Under the heading of lack of correspondence, the main submission of the respondent was that the owner has not been identified. Section 4 of the Criminal Justice (Theft and Fraud Offences) Act, 2001 (‘the Act of 2001’) requires that the property be dishonestly appropriated from an owner. Reference was made to the case of Minister for Justice and Law Reform v.
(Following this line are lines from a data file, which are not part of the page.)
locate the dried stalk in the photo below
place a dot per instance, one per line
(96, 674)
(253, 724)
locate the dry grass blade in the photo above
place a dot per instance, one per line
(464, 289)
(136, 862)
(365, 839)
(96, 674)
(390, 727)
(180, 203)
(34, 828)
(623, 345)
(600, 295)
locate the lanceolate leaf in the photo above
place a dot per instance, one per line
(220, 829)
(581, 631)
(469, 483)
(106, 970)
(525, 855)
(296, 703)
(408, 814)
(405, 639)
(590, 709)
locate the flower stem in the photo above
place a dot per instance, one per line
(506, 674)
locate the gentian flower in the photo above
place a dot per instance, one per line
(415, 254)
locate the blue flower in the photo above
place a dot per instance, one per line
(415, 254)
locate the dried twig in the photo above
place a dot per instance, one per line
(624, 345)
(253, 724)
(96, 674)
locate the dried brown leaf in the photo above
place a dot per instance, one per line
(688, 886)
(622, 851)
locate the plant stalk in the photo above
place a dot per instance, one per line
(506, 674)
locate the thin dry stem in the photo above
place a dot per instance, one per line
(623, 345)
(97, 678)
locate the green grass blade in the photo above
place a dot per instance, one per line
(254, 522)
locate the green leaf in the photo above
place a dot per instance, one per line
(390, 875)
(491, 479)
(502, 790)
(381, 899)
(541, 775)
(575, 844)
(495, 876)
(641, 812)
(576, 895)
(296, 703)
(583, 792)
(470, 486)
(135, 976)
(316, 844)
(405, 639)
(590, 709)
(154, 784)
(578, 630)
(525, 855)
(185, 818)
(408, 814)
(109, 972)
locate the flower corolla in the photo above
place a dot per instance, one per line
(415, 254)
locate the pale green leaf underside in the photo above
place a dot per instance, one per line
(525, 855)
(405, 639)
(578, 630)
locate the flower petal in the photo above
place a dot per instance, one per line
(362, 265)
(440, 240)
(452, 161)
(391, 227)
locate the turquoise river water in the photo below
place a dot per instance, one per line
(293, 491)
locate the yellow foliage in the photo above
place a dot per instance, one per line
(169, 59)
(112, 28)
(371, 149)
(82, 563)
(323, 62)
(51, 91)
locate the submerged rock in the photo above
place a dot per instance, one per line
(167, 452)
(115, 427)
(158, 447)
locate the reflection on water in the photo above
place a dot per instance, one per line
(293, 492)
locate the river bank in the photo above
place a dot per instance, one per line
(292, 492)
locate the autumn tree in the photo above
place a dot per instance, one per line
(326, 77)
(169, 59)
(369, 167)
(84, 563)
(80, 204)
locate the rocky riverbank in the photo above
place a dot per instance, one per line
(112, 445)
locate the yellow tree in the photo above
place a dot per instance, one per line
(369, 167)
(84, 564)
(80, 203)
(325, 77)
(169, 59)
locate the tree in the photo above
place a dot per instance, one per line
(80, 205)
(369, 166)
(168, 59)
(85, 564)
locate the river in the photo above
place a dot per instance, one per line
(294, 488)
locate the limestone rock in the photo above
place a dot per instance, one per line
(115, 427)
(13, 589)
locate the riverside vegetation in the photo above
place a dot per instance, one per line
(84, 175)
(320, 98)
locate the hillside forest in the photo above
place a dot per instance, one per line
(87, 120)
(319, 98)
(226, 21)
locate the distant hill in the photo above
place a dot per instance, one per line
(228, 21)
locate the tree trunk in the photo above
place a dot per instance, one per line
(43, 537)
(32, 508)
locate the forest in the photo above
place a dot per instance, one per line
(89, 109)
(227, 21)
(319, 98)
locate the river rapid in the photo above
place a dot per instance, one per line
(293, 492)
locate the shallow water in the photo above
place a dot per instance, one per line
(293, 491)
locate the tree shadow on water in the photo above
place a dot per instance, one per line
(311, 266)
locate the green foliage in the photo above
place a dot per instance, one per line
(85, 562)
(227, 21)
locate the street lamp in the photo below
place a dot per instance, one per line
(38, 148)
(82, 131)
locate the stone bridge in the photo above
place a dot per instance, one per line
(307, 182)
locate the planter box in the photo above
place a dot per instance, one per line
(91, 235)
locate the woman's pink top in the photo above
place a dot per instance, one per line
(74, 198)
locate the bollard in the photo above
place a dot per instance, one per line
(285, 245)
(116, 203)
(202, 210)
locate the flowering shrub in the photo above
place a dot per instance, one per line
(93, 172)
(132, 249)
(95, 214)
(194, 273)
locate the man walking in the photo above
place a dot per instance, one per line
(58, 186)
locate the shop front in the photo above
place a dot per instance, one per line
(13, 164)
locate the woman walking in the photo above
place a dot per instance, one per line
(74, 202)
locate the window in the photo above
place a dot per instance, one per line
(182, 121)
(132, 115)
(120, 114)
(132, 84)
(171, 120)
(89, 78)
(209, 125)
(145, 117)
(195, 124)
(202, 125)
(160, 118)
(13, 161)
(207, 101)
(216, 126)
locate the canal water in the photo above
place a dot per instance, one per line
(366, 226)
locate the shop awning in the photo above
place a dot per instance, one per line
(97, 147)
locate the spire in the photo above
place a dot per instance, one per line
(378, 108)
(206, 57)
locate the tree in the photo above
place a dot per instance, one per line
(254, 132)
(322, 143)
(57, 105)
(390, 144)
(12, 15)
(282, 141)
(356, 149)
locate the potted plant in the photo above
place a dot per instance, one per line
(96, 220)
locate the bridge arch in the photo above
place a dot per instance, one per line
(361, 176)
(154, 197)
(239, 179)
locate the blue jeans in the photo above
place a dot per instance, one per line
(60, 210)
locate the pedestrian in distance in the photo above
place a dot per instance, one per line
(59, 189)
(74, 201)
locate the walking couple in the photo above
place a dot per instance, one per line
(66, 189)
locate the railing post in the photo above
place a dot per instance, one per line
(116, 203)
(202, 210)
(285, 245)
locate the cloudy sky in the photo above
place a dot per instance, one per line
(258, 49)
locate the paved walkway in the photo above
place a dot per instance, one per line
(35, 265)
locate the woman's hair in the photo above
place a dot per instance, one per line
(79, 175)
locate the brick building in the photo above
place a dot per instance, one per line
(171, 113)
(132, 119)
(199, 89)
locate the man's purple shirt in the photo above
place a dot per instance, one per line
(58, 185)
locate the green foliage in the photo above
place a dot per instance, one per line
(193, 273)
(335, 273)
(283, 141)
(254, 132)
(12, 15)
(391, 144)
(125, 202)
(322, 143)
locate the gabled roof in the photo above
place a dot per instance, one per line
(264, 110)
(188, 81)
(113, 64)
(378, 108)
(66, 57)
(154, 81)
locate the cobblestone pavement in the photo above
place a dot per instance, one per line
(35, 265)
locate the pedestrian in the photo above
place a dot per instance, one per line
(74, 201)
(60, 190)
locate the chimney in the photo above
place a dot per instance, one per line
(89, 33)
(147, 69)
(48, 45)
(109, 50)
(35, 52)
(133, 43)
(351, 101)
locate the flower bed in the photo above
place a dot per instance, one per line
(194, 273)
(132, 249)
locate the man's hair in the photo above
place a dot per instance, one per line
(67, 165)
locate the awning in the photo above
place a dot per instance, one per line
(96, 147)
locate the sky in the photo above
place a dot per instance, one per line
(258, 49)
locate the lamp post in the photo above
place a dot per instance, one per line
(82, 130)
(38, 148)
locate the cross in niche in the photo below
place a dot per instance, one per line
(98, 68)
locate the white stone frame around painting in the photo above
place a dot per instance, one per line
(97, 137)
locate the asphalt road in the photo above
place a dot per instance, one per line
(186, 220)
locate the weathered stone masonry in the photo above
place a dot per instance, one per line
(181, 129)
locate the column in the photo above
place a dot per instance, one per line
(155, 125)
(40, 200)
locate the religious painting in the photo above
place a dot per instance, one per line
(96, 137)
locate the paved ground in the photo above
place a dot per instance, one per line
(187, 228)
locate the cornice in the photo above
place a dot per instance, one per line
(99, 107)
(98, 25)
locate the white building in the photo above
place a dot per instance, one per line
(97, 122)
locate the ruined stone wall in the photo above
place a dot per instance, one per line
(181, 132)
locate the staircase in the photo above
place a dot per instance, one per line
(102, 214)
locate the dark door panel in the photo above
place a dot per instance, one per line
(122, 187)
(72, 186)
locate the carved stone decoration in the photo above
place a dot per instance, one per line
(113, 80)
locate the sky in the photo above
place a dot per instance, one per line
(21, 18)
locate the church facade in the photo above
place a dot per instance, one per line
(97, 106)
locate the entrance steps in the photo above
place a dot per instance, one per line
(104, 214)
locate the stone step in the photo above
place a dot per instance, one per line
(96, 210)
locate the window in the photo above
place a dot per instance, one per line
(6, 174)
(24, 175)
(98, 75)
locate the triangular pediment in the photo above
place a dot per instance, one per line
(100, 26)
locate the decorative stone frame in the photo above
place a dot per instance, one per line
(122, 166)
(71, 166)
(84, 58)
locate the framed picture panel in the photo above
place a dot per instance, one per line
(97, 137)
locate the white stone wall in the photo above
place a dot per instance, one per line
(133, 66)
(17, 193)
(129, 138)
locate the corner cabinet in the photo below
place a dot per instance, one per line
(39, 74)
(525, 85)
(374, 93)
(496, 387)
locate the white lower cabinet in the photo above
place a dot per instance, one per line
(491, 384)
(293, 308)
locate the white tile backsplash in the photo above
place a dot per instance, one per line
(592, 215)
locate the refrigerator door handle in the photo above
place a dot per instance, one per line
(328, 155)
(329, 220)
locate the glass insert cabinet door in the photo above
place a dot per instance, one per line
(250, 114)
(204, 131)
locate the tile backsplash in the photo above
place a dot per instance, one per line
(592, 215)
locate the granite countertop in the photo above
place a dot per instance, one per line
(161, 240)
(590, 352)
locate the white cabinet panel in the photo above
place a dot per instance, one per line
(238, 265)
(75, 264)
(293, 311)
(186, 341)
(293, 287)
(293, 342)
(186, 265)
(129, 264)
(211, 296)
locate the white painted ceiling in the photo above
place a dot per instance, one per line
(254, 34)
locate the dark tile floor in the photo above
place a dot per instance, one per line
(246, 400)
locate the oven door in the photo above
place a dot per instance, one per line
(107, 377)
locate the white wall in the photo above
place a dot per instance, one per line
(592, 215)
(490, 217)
Nowakowski (Unreported, ex tempore, Supreme Court, Murray J., 12th October, 2011) in which the relevant EAW had referred to the phrase to the detriment of ‘a named person’, owner.

12

The decision in Nowakowski establishes that the phrase ‘“taking with a view to appropriate” is sufficient to meet the requirement that ‘he usurped or adversely interfered with the proprietary rights of the owner [and] that this occurred without the consent of the owner’. The use of the phrase “to the detriment” in all offences is sufficient to indicate an intention at the time of the taking to deprive the owner of the goods in question. In this composite way, all the necessary ingredients are contained in the description of these offences so that correspondence with an [offence] under s. 4 is established.’The Supreme Court also stated that the phrase ‘“took in order to appropriate”[…] ‘may be interpreted as appropriating for one's own use and denotes an element of dishonesty.’ By contrast, the Supreme Court held that to allege merely that a person has taken someone else's property, is, in law, a neutral statement and is not sufficient to constitute the offence of theft. In that case, the addition of the phrase ‘to the detriment of the owner’ did not cure the lacuna in proofs.

13

In the present case, the reference to ‘with the intention to misappropriate’ is sufficient to show that there was a level of dishonesty involved in the conduct of this particular respondent, which said dishonesty is further clarified by the particular circumstances of the offence outlined in the European arrest warrant. The offence also states that in the respondent's attempt to take the drill, ‘he acted to the detriment of the said business.’ It is in those circumstances that the respondent raises the fact that the word ‘owner’ is missing and that no owner has been...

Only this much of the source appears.